Né dans la république de Raguse, Benedetto Stay passe sa vie active à Rome dans les États pontificaux.
Formé chez les Jésuites à Raguse, où il reçoit une solide culture classique, particulièrement en latin[5], Benedetto Stay publie à l'âge de 30 ans un poème didactique en latin, en 6 livres, consacré au système cartésien, qui attire l'attention sur lui[5] ; le cardinal Silvio Valenti-Gonzaga, secrétaire du pape Benoît XIV, le fait nommer en 1746 à la chaire d’éloquence et d’histoire du collège de La Sapienza à Rome[6],[7]. Avec l'appui de son compatriote Roger Joseph Boscovich, Stay est nommé chanoine de la Confraternité croate de San Girolamo[8] ; le pape Clément XIII lui confie le poste de secrétaire aux lettres latines, puis Clément XIV le nomme responsable de la secrétairerie des lettres latines et des brefs aux princes à la Curie romaine. Il reçoit les titres de chanoine de Sainte-Marie-Majeure, de prélat domestique, et exerce les fonctions de consulteur de l’Index[n 1] et de dataire de la Pénitencerie apostolique.
Il meurt le à Rome[9]. Il est inhumé dans la basilique Sainte-Marie-Majeure[10]. Une rue de Rome (Via Benedetto Stay) porte son nom.
Œuvre
Benedetto Stay est l'auteur de deux poèmes didactiques en latin, l'un sur la philosophie de Descartes, imité de Lucrèce, en 1744 ; l'autre sur celle de Newton[11], publié en 3 volumes de 1755 à 1792, avec des commentaires de Roger Joseph Boscovich[12],[n 2]. Ce livre lui vaut le surnom de « Lucrèce croate »[13].

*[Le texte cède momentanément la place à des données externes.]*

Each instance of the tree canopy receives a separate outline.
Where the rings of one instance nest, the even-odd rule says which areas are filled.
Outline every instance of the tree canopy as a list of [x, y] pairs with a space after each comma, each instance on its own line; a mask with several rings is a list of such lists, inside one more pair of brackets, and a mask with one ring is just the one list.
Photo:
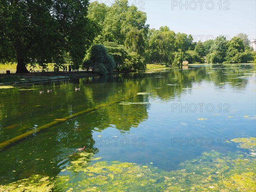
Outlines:
[[28, 72], [28, 64], [53, 62], [58, 68], [68, 52], [77, 67], [94, 38], [88, 5], [88, 0], [1, 1], [0, 62], [17, 62], [17, 73]]

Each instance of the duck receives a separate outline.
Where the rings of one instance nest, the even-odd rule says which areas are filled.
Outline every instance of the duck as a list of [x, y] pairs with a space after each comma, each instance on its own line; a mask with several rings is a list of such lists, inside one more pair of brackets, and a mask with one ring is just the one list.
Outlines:
[[85, 149], [85, 146], [84, 146], [84, 148], [79, 148], [77, 149], [76, 149], [76, 151], [83, 151]]

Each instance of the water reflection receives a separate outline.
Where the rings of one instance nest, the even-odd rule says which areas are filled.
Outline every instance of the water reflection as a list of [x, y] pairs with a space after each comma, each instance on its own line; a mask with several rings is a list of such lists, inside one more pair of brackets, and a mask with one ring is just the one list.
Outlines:
[[[54, 176], [84, 145], [87, 152], [96, 157], [100, 153], [105, 160], [152, 161], [168, 171], [204, 151], [231, 150], [217, 140], [253, 133], [253, 119], [243, 116], [255, 115], [255, 67], [250, 65], [183, 66], [0, 89], [1, 143], [100, 105], [1, 151], [1, 171], [21, 177], [30, 172]], [[80, 90], [75, 91], [75, 87]], [[46, 93], [48, 89], [52, 92]], [[40, 94], [40, 90], [45, 93]], [[205, 104], [202, 111], [201, 103]], [[209, 103], [215, 108], [211, 113], [205, 108]], [[227, 103], [230, 112], [225, 113]], [[186, 111], [192, 104], [198, 109]], [[174, 138], [213, 137], [215, 143], [211, 147], [205, 143], [202, 146], [172, 145]], [[115, 138], [125, 142], [125, 138], [129, 143], [109, 145], [109, 140], [103, 143], [107, 138], [112, 142], [117, 140]], [[144, 146], [139, 147], [140, 143]]]

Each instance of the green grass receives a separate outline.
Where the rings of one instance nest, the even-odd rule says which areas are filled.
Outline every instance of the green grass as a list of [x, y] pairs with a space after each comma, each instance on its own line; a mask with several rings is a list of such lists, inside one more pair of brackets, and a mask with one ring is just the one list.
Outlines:
[[[48, 70], [46, 71], [53, 71], [54, 64], [50, 63], [47, 65]], [[68, 69], [68, 65], [69, 64], [66, 64], [67, 67]], [[6, 70], [10, 70], [11, 73], [15, 73], [16, 71], [17, 63], [14, 63], [12, 64], [11, 63], [8, 64], [0, 64], [0, 73], [6, 73]], [[31, 72], [41, 72], [42, 71], [42, 67], [39, 67], [38, 64], [36, 64], [35, 67], [33, 68], [30, 65], [28, 65], [26, 68], [29, 71]], [[61, 71], [62, 71], [62, 69], [60, 69]]]
[[160, 64], [147, 64], [146, 66], [147, 69], [158, 69], [159, 68], [163, 68], [166, 67], [166, 66], [165, 65], [161, 65]]
[[19, 82], [21, 81], [20, 76], [9, 76], [0, 77], [0, 83], [6, 83], [9, 82]]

Il a également prononcé et publié trois discours en latin : sur la mort du pape Clément XII, sur l'élection de son successeur Clément XIII et sur la mort d'Auguste III, roi de Pologne.
Poèmes philosophiques
- sur le système de Descartes : Philosophiæ versibus traditæ libri VI, Venise, 1744, en 10 249 hexamètres ; édition augmentée (11 229 hexamètres) à Rome en 1747 [14] et à Venise en 1749[15] ;
- sur le système de Newton : Philosophiæ recentioris versibus traditæ libri X, cum adnotationibus et supplementis Rog. Boscovich, Rome, Niccolo et Marco Pagliarini, 1755-1792 (tome I, 1755 ; t. II, 1760 ; t. III, 1792 ; 2e édition, 1792.
Discours
- In funere Friderici Augusti III Poloniæ regis oratio : habita in Quirinali sacello, Rome, Generoso Salomoni, 1764.
- Oratio in funere Clementis XIII ... habita in basilica Vaticana XVI. Kal. Mart. MDCCLXIX, Rome, Ottavio Puccinelli, 1769.